La Première Guerre mondiale a fait s’envoler le prix des denrées alimentaires en Norvège et les ouvriers les plus modestes commençaient à manquer de nourriture. A Notodden, la situation était devenue si critique que nombre de personnes n’auraient pu survivre aux années de guerre sans les coupons alimentaires distribués par Hydro.
L’argent manquait avant même qu’arrivent la fin de la semaine et la paie, même si les ouvriers essayaient de manger le strict minimum. La nouvelle d’une révolution en Russie attisa les esprits de nombre d’ouvriers. Des associations de travailleurs furent créées à Notodden sur le modèle russe. La menace de grèves et d’actions radicales du prolétariat planait sur le gouvernement et le patronat.

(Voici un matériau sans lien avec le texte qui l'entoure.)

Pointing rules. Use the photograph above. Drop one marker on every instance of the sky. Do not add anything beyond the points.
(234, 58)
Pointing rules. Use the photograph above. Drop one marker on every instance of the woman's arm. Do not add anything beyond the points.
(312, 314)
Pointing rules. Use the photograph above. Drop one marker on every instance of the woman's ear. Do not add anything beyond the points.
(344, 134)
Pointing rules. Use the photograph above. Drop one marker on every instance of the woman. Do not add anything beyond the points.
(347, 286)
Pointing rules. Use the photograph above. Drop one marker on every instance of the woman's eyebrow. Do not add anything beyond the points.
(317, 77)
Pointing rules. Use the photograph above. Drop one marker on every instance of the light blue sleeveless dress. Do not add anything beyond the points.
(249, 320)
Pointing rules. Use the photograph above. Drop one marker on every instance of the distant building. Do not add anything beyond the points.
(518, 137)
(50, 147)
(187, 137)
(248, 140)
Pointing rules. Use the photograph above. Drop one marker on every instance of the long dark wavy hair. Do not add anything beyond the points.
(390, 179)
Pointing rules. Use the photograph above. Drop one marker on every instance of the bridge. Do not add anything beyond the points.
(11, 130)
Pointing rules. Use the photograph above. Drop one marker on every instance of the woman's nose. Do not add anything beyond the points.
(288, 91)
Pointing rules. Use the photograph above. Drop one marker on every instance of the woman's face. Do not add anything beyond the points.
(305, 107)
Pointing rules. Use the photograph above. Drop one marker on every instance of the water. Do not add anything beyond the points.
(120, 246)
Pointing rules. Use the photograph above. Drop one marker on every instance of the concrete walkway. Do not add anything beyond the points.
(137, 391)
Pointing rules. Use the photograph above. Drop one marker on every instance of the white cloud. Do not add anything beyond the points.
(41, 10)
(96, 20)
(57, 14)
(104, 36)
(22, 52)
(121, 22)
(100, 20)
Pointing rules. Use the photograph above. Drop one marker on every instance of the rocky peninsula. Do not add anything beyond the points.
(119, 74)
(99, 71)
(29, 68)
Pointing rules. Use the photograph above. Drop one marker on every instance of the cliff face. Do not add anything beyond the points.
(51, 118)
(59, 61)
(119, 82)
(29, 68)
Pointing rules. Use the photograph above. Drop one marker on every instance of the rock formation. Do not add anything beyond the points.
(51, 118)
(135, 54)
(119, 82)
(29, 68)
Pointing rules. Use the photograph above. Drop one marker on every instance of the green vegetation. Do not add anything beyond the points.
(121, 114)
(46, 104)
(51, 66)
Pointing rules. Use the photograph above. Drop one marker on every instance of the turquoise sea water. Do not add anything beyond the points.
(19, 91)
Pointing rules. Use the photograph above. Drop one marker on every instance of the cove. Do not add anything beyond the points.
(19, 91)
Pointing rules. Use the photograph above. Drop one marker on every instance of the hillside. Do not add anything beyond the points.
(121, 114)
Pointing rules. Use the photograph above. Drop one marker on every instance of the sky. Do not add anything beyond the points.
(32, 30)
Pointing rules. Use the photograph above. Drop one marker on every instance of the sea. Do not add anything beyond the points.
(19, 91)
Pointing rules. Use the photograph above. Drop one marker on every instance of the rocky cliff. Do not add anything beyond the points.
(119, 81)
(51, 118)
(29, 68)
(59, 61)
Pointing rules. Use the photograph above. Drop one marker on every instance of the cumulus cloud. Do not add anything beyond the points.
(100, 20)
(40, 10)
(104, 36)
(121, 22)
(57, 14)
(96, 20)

On ne peut bien travailler le ventre vide. Les travailleurs étaient exténués – et la réduction du temps de travail à huit heures apparaissait progressivement comme la solution. La demande en fut faite à Christiania (aujourd’hui Oslo) au printemps 1918 et résona jusqu’à Notodden et Rjukan.
Près de 2 000 personnes participèrent à la parade du Premier Mai de Notodden avec pour slogan « Oui à la journée de huit heures ». Ces mouvements aboutirent à une résolution demandant une législation sur la question.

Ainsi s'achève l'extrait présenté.